Lo sport non solo aiuta le persone con disabilità a migliorarsi, ma ha pure un valore culturale verso il resto della popolazione in quanto “apre” alla diversità, abbattendo ogni genere di stereotipi e pregiudizi.
Le moderne teorie sono volte a favorire, in ogni settore, modelli di partecipazione ‘misti’, che prevedono la condivisione di attività e dunque spazi da parte di chi soffre di disagio e di chi non ne soffre.
Un esempio di questo approccio è ad esempio quello della Fondazione Progetto Itaca Onlus che promuove programmi di informazione, prevenzione, supporto e riabilitazione rivolti a persone affette da disturbi della Salute Mentale e alle loro famiglie
Anche a livello sportivo questo modello potrebbe essere realizzato; è ovvio che talune infrastrutture necessarie non possono non essere realizzate.
Gli accorgimenti dovrebbero consistere nell’inserimento ‘armonico’ delle attrezzature specifiche, in modo tale che l’ambiente possa essere effettivamente inclusivo, senza far percepire i supporti e gli ostacoli che spesso sono il punto di partenza dei tabù nei confronti del disagio.

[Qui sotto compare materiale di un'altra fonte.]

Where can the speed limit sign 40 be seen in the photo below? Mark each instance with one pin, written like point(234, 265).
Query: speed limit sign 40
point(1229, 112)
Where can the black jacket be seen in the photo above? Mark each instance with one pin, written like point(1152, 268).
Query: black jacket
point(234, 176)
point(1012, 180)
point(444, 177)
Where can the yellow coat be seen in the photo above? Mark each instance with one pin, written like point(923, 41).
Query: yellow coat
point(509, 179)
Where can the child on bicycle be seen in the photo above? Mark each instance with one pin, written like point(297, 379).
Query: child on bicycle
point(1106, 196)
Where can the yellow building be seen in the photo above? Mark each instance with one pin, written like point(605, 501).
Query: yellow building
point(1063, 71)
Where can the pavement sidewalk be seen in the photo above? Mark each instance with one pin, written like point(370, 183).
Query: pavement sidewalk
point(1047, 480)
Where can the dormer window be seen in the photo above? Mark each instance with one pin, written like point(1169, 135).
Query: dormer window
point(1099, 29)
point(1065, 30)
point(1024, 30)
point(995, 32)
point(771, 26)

UNA LUNGIMIRANTE NORMA DELL’UNI
Vorrei inoltre ricordare che già nel 2021 l’UNI, l’ente di normazione volontaria, cui gli Ordini professionali degli ingegneri aderiscono sia istituzionalmente sia indicando gli esperti nei vari settori, ha emanato la norma UNI CEI EN 17210 “Accessibilità ed usabilità dell’ambiente costruito – Requisiti funzionali”.
La norma descrive i requisiti minimi funzionali di base e le raccomandazioni per un ambiente costruito accessibile e usabile secondo l’approccio “Design for all / Universal Design” a favore di un utilizzo equo e sicuro per il maggior numero di utenti, incluse le persone con disabilità.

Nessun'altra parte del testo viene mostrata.